You have €7,000 of net income
The Reasonable Living Expenses for a family of 4 with one car are €1,800 per month.
This leaves you with €5,000 to pay your creditors.
Knock off €2,000 for your home loan and you have around €3,000 a month to contribute to your investment properties as well as the rent of €2,400
You say that the full capital and interest repayments would be €4,400 - is that for both investment mortgages?
So you would still have around €1,000 a month, but that will go to paying the costs and tax on your rental profits.
Given the income you are on and the profits you have been making from the investment properties to date, it's would be tough for you to cut back to the Reasonable Living Expenses. You would have to get rid of a car.
But you have very profitable investment properties and a very cheap tracker on your home, so it's worth cutting right back to retain these.
Bank of Ireland will extend the interest only period but only if you change to SVR. That will destroy you.
So what are your options?
1) Try to do a deal with Bank of Ireland - but refuse any deal which involves surrendering the tracker.
2) If they refuse a deal, cut right back and try to pay as much as possible.

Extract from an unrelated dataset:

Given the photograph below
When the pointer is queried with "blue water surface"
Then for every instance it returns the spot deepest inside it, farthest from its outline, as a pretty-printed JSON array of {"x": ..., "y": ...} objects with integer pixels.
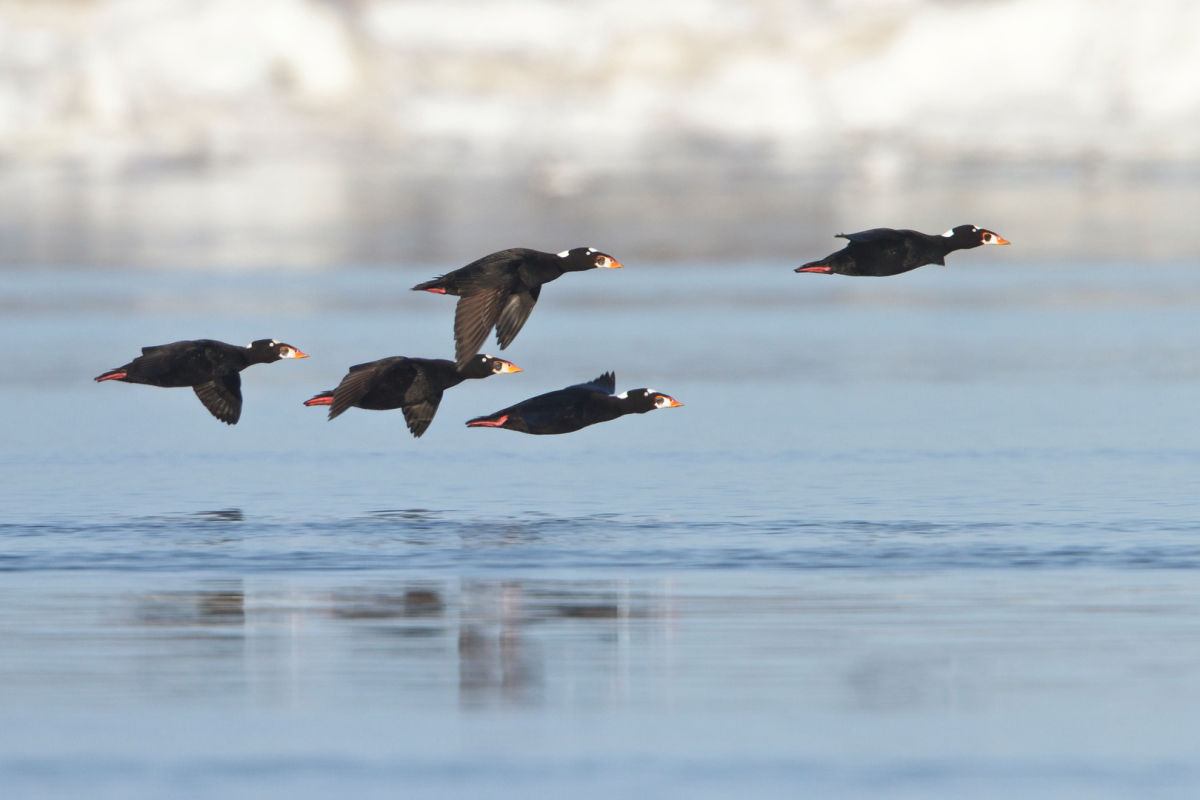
[{"x": 925, "y": 536}]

You will go into arrears but they probably won't take any action, as they have more urgent priorities. But it's hard to tell.
3) Bankruptcy or a Personal Insolvency Arrangment. I don't think that this would be a good idea for you as your trackers make your home cheap and your investment properties profitable.
The best way for you to recover is if house prices rise significantly. I am not forecasting this, but it's the only way out for you. So you need to stretch this out as long as possible. If house prices increase and if you make capital payments, you could get out of the negative equity.
What to propose to Bank of Ireland
Bank of Ireland will do what they can to get rid of three cheap trackers, so it will be hard to do a deal with them.
Ask for the home loan to be rescheduled to interest only under MARP.
Offer to sell the smaller investment property and ask them to write off the shortfall in exchange for early repayment of the tracker. They will refuse but might allow you to add the deficit to your home loan and warehouse it. Interest would continue to apply but you would not have to make any payments on it. That would ease the pressure a bit.
Maybe agree to sell the other investment property after 5 years and hope that capital repayments and price increases eliminate the negative equity.